Qualquer estudante de direito sabe que não se pode unificar impostos pertencentes a entes federados diferentes e ao mesmo tempo manter o princípio federativo protegido por cláusula pétrea (art. 60 § 4º, I da CF), que proíbe a deliberação de emenda tendente à abolição do pacto federativo.
A EC 132/23, ao retirar do estado o seu imposto de maior arrecadação, e do município, igualmente, o seu imposto de maior expressão financeira, acaba com a independência financeira dos entes regionais e locais, suprimindo a sua autonomia política administrativa prevista no art. 18 da CF.
Somente a discriminação constitucional de impostos privativos de cada ente político prevista nos arts. 153, 155 e 156 da CF, respectivamente, para a União, estados e municípios será capaz de assegurar a referida autonomia dos entes federados.

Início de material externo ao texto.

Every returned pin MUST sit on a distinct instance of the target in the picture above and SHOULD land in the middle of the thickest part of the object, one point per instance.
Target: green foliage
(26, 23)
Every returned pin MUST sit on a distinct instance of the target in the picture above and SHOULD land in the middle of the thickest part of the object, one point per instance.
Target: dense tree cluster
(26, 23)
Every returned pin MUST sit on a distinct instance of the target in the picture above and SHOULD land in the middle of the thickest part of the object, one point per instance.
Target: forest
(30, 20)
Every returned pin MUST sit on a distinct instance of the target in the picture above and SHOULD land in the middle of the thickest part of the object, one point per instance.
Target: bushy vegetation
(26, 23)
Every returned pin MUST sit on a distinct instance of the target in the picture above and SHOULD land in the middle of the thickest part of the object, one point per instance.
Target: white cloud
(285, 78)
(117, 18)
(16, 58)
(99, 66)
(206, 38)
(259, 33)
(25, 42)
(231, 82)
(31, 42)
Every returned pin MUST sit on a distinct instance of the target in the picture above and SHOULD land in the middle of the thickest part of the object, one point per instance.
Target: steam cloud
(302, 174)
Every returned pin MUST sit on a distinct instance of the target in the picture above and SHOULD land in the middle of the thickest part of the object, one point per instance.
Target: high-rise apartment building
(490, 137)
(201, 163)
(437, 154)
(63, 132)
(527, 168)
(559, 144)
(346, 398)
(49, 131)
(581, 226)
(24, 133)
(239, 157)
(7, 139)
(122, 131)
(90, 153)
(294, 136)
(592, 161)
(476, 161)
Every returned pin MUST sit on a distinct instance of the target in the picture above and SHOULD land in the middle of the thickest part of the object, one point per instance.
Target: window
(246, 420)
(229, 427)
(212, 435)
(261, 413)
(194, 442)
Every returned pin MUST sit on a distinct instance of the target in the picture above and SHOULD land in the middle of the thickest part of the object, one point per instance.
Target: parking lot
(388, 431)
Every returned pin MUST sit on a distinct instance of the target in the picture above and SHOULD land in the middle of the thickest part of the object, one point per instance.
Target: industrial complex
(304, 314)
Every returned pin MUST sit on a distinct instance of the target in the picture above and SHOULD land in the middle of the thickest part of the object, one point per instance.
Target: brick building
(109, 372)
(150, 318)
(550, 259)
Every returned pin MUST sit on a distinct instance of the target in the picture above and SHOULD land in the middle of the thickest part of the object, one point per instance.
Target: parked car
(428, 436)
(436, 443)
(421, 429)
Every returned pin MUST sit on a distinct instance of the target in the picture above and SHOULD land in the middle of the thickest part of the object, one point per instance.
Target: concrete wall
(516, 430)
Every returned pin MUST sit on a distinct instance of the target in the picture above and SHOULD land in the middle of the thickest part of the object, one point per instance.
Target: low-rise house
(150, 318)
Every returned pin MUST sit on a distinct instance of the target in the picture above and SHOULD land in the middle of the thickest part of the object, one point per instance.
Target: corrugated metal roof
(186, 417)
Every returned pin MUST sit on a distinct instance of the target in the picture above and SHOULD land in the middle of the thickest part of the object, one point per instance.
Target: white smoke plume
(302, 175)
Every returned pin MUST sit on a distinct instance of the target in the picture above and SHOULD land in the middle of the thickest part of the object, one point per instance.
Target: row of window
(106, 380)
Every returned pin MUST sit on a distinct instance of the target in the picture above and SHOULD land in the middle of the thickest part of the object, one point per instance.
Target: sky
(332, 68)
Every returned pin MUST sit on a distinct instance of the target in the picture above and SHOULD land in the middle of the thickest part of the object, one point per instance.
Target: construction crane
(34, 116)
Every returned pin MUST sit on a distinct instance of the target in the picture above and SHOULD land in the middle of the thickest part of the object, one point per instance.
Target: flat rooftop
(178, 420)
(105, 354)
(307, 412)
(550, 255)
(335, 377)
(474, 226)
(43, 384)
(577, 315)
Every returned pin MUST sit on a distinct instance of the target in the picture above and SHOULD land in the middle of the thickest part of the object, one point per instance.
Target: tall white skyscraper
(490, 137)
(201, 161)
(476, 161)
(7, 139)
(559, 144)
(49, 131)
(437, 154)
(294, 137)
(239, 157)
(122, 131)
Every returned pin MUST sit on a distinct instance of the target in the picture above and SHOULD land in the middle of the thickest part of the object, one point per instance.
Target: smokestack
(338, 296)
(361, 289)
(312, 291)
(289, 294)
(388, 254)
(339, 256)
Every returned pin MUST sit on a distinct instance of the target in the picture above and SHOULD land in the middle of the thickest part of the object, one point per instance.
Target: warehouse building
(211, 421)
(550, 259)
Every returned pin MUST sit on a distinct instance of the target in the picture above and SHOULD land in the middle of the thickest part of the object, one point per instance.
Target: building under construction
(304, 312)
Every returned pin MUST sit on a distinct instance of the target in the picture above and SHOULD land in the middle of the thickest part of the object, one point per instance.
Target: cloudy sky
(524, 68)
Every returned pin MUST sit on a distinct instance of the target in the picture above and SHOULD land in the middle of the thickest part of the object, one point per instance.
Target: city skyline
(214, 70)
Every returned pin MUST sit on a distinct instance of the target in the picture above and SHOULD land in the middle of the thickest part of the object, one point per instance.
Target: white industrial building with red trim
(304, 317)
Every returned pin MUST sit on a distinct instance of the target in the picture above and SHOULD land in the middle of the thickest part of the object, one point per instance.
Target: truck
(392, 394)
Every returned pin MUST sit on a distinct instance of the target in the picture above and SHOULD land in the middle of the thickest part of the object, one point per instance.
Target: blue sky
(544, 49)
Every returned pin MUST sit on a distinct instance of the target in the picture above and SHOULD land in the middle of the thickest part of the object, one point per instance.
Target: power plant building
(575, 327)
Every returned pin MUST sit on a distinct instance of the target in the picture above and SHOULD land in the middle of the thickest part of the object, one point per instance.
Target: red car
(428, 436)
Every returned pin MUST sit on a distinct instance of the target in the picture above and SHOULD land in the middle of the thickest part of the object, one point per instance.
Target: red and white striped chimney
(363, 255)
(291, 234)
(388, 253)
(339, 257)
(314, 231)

Entretanto, os importadores do IVA de países unitários que compõem a União Europeia foram incapazes de adaptar o IVA europeu à peculiaridade da Federação Brasileira que abriga a União, os estados e os municípios independentes e autônomos entre si, extraindo cada um desses entes federados seus poderes diretamente do texto constitucional (arts. 21, 22 e 30 da CF).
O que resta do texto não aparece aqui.